The framework leverages a Bring Your Own Vulnerable Driver technique to abuse signed kernel modules, allowing it to terminate more than four hundred security processes across forty‑eight different products. Researchers note that the kit contains eight distinct variants that masquerade as legitimate utilities, a detail highlighted in a report by Infosecurity Magazine earlier this week.
Unlike many ransomware operations that rely on publicly disclosed vulnerabilities, the Gentlemen maintain their own driver exploits and have not linked any CVE identifiers to GentleKiller. The group also fields a Rust‑written credential stealer nicknamed OxideHarvest, which is distributed to affiliates alongside the killer framework.
Active since late 2025, the gang claimed over five hundred victims by the first quarter of 2026, with a focus on organisations in Southeast Asia, South America and Western Europe rather than the United States.

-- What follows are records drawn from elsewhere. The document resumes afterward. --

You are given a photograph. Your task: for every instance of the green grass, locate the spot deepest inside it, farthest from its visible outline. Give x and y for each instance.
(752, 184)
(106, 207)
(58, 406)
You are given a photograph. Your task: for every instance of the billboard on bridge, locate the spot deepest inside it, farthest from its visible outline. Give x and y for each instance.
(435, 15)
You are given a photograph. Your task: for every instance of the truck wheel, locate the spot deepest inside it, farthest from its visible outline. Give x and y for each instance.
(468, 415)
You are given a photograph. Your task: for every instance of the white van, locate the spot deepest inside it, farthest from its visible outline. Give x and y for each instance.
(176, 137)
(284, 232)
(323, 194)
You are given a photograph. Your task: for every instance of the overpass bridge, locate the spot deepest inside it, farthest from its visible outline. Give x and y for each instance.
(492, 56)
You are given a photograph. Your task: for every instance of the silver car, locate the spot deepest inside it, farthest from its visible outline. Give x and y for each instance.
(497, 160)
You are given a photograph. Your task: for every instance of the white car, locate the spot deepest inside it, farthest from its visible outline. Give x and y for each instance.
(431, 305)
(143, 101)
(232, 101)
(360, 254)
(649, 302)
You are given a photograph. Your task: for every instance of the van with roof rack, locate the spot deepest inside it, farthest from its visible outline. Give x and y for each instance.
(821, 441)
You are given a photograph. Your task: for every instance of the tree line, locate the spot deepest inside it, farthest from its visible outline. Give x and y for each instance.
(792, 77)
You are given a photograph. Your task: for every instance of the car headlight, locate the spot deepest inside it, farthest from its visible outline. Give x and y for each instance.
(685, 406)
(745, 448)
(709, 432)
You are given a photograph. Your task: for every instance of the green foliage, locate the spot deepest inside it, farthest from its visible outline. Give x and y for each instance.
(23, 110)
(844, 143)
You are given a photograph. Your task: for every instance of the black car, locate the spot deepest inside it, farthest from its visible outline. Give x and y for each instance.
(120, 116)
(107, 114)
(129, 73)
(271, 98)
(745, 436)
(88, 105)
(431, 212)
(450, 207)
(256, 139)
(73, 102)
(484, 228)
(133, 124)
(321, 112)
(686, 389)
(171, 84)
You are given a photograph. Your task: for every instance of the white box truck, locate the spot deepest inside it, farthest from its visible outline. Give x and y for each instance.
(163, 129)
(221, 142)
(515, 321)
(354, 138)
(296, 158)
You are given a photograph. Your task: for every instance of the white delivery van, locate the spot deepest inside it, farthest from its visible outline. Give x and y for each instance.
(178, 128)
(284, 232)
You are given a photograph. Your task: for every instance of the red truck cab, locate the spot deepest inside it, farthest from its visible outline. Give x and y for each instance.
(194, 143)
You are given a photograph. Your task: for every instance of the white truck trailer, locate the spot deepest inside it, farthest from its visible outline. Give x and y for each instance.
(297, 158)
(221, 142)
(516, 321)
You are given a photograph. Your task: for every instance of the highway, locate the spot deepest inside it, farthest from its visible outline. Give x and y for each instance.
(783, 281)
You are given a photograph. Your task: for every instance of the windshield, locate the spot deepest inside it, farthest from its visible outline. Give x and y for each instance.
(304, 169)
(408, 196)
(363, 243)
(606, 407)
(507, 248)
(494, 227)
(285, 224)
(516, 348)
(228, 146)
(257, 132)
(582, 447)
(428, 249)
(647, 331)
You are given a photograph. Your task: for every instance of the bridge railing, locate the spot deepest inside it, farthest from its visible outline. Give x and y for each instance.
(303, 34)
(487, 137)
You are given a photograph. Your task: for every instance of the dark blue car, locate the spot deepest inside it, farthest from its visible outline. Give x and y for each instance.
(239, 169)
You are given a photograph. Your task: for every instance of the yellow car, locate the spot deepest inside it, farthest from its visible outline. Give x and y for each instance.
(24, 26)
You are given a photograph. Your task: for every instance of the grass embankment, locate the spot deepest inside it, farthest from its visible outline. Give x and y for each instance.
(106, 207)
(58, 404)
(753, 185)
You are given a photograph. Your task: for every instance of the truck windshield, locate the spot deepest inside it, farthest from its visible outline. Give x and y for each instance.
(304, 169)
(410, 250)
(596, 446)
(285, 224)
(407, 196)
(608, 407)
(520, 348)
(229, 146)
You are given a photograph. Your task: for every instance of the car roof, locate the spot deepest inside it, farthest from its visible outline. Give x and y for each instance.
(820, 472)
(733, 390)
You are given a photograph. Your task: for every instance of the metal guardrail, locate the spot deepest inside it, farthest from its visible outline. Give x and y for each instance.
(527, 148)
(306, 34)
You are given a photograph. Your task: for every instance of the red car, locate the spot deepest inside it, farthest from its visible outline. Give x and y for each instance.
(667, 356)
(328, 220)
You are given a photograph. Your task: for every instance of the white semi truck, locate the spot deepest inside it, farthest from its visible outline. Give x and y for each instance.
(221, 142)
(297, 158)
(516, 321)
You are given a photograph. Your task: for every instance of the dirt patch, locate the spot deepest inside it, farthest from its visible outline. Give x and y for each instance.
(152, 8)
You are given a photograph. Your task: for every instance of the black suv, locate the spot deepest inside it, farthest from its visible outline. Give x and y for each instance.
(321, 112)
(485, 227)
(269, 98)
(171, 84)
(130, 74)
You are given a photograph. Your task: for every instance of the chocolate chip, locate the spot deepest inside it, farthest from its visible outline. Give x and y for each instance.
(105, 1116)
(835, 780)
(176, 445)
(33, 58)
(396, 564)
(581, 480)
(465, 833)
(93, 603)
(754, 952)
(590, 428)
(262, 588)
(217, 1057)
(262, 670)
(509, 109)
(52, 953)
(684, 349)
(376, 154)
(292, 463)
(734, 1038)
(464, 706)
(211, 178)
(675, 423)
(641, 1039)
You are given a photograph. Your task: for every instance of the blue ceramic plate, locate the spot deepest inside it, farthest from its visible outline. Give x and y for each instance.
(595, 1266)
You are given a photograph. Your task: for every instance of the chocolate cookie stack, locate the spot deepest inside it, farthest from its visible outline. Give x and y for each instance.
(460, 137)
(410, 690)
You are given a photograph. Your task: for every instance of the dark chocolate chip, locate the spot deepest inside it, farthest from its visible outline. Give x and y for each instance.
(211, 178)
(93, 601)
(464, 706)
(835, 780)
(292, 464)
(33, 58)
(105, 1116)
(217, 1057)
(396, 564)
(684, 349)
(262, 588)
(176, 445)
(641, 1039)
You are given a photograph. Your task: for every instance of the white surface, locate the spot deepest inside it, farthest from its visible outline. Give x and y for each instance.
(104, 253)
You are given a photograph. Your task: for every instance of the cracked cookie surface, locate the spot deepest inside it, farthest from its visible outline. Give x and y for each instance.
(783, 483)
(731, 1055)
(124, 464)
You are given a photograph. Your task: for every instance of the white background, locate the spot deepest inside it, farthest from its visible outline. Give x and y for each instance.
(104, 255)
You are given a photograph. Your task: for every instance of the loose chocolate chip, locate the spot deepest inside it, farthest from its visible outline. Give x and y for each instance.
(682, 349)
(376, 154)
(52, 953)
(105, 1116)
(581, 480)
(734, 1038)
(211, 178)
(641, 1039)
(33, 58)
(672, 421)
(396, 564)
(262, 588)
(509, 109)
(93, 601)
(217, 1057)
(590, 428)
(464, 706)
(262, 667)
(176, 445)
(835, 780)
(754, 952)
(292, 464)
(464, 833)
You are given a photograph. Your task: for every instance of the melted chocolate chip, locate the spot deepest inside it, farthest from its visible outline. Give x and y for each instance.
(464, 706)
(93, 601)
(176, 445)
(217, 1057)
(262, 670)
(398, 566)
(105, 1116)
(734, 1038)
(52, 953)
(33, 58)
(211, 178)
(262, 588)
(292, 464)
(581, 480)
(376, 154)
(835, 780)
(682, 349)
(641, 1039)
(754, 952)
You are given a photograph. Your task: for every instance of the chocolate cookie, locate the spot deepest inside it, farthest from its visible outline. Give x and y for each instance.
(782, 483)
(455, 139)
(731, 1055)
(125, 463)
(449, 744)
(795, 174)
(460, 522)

This regional targeting pattern was outlined in a piece by Security Affairs last month.
Defenders should enforce strict kernel‑mode code signing policies, monitor for the loading of unknown or unsigned drivers, and enable hardware‑based memory integrity features where available. Additionally, security teams are advised to hunt for the known process names associated with GentleKiller variants and to keep behavioural‑based EDR signatures up to date to catch attempts at process termination.